Begin discussing strengths, wishes, and dreams with your child. Remember those far-fetched dreams and goals they talked to you about when they were little? Now is the time to pull those out and look at them. What is realistic? Can your child's dreams be accommodated into the more prosaic goals of learning living skills? Time to get creative.
This is the appropriate age when most children begin developing post school living skills. IEP objectives should reflect the child's individual needs concerning these daily skills. Cooking, cleaning, socialization, shopping, handling money and learning to use mass-transportation are some of the myriad skills children in this age group need to begin to master.
Discuss your child's aspirations with the IEP team and begin brainstorming ways to assist your child in reaching his/her goals to the best of their ability. Be realistic but do NOT count the child out! These are their dreams. It is vital for a child to develop self-determination skills. It is the job of the IEP Team and the child's parents to assist the child in reaching these goals as far as they are able.
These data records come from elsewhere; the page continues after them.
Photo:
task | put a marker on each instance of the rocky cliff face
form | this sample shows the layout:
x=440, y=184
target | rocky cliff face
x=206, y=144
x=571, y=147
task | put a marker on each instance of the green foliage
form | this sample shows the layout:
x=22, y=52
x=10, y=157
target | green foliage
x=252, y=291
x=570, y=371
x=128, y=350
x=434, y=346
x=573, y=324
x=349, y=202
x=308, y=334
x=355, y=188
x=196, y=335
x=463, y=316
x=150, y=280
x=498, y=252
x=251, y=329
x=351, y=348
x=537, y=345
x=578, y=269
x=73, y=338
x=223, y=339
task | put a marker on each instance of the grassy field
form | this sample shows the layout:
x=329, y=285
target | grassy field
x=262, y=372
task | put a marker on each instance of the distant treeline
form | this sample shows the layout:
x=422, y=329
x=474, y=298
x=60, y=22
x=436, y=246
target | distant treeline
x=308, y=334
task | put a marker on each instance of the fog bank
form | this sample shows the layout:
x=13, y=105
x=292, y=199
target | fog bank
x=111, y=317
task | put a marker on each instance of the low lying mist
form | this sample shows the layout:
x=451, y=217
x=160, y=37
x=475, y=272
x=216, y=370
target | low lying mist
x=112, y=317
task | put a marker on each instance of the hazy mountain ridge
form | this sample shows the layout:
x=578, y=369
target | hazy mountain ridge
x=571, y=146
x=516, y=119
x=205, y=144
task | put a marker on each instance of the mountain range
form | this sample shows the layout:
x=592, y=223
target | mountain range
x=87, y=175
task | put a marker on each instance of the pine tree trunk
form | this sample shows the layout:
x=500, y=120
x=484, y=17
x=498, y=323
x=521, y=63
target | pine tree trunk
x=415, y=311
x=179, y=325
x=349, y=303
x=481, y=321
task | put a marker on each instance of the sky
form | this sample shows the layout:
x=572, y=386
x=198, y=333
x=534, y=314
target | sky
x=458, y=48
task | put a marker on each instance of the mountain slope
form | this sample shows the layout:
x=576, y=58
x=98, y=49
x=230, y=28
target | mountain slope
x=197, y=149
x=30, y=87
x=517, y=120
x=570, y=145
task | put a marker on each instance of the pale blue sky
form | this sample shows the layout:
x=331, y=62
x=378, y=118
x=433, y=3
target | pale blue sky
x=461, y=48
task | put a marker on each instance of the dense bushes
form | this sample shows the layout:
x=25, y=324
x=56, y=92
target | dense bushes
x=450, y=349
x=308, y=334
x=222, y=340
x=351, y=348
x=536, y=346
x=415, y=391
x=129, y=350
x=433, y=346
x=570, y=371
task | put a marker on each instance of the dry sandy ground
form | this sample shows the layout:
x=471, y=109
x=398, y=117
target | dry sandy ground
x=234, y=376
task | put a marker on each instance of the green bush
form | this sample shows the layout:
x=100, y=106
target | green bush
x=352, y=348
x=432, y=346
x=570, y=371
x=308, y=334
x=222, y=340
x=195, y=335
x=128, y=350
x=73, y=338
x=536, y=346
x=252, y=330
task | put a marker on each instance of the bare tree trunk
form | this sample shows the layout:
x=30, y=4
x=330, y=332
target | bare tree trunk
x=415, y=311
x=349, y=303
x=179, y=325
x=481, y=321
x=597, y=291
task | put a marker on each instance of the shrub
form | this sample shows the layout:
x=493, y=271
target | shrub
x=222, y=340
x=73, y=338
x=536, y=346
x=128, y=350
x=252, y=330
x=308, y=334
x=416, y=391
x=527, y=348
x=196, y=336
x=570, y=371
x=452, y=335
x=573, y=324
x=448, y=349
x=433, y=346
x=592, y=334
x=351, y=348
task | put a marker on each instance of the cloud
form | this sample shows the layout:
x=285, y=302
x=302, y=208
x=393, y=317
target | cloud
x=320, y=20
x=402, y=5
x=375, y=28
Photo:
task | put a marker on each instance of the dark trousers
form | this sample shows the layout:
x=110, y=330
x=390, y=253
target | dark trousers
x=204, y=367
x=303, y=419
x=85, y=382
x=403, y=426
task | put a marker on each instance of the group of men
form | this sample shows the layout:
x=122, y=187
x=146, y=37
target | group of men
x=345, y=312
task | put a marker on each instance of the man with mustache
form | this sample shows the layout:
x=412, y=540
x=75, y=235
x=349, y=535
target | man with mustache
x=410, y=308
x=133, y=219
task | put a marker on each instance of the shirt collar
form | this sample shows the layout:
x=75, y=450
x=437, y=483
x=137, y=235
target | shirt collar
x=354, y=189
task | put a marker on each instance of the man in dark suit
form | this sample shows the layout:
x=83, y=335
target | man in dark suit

Look for programs that will allow your child to try new things and stretch his/her wings. Many children begin job sampling at approximately age 15-16. This gives them a realistic idea of skills and talents they have, places they might like to work and jobs they might do. As a parent/guardian this is also the time to begin looking into school employment training programs, vocational programs, and community programs available in your community. There are no guaranteed programs that will pick up where school leaves off. It is up to the parent to seek out the programs and services most appropriate for their child.
Apply for Division Day Supports. Many states have waiting lists and you'll need to get on those early in order to have services available when your child is ready. Check for Vocational Rehabilitation Programs in your area as well.